実際、いかに論理的に正しく見えても、それが感情とか、「勘」とかいった説明不能なもの、によって違った方向に意思決定され、しかもそれが功を奏した、という例には枚挙にいとまがない。

まだまだ我われは、自分たちは「言葉で完全に説明しつくす」という域には達していないようである。
無類に信頼している友人、とか
掛け値なしに信頼しているパートナー、とかいう世界はまだいいが、ことビジネスの世界になると、互いに「駆け引き、とか交渉とか」は当り前になってくる。


そこでも、実は大事なのは"人間性と表現されるもの"なのかな、と最近思うようになった。
社会人になってこれまで20余年、善人、悪人、普通人、仕事を通して実に色々な人と出会い、またそういう自分も色んな人に「自らを曝け出して」来た(と思う)。

自分の浅はかな、利己心は、相手に透けて見えていることも多かったろうし、また相手のあざとさに嫌気がさすこともしばしばだった。

表面的な商売の付き合いだけなら「お互い利益の取りあいさ」ということで、特に支障もないのだが、それが「パートナー」という存在となるとそうはいかない。


つまり、「その友人と共にビジネスし、永く付き合う」というのなら、相手を見誤るのは不幸である。
そんな「この人と付き合うべきかどうか」というシチュエーションは、実は割合簡単に判断ができるのである。

まず「自分の側に下心はないか」ということ。
この場合の下心とは、互いにメリットがある、という以上に「相手を出し抜く」とか、「実は利益をシェアするつもりなど毛頭ない」という、実に下卑た話のことである。

もし、自分にそんな「下心」があって、それを消去できないなら、およそまともなパートナーは見つからないだろう。


そして虚心坦懐。
下心が自分になく、相手を見てみると、今度は"相手の心が透けて見える"のである。
自分がニュートラルに「相手との共栄」を願って相手を見れば、およそチンケな相手の下心はたちどころに見抜けるものである。

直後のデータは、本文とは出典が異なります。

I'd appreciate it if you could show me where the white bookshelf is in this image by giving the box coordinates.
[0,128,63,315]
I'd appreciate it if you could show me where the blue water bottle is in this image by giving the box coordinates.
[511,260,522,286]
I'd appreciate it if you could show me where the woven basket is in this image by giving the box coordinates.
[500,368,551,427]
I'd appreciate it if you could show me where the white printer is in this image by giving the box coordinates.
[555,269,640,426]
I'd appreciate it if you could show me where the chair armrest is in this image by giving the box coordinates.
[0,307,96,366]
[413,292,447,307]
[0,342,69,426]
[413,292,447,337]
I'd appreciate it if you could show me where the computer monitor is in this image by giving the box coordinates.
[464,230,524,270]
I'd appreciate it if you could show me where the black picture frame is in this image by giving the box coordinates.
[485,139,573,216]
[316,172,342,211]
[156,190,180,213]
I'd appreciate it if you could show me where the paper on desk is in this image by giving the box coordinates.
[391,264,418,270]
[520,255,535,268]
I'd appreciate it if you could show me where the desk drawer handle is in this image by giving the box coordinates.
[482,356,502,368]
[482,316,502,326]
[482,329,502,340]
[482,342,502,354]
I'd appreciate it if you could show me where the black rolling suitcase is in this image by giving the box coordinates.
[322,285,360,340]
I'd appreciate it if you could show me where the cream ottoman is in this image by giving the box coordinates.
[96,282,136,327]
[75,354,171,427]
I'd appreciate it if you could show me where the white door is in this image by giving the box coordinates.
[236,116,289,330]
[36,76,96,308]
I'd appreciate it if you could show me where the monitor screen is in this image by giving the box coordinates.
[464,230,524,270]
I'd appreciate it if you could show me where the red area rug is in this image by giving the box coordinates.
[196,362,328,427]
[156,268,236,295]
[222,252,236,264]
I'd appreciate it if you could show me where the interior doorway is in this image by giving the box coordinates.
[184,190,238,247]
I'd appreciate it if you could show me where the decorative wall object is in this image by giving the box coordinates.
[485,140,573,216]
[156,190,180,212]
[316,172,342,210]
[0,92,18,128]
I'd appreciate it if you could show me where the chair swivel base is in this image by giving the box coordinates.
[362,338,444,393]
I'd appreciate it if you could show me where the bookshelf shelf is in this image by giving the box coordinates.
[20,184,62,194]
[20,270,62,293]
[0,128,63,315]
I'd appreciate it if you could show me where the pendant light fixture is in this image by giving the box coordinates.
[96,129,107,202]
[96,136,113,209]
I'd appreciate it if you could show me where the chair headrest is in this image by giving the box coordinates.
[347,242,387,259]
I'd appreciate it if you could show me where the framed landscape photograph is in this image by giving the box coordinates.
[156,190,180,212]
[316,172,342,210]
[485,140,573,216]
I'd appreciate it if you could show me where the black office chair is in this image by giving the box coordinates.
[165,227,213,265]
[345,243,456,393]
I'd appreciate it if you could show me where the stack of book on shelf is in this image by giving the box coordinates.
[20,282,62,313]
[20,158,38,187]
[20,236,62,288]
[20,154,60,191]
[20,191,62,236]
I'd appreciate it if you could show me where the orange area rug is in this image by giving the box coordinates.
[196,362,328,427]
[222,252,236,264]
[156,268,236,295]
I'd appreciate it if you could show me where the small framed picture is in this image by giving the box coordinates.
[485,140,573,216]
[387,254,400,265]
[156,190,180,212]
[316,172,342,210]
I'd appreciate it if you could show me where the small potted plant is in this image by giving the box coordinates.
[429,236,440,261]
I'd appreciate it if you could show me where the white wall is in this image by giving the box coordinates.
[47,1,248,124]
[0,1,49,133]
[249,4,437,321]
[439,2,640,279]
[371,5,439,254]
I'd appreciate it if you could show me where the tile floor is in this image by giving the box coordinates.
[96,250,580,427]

自分もかつて「一心同体で」とジョイントしたパートナーと破談したことがあるが、そこには「まず自らの潔さありき」ではなく、相手と過ごす中、いつしか相手の猜疑心に反応し、次第に「自らの中に疑念を芽生えさせて」いたということに気づいた。
何があろうと、自らの誠意を貫き通す、ということが出来なかったのだ。

「そんな人のいいことでは、ビジネスなどできない」というのは浅薄な"上っ面商売の話"だと思う。
本当に「パートナー」と言える人との関係を作っていくには、「まず自分から虚心になりきれるか」ということではないかと思う。
まあ自らの"邪心との葛藤"と言えばいいか。
そこで貫き通せた関係は、後々まで得難いものになるだろう。


相手がとことんまで信用できるかどうか、という問いは、すなわち「自分がとことんその姿勢を示し続けるか」ということに全くつながっている。
友人とか、異性のパートナーとかとの関係に悩む時には、相手の下心を邪推する前に、「まず自分の心根を自らに問うてみる」というのが一番の道筋ではないだろうか。
人の自我とは、つくづく厄介なものである。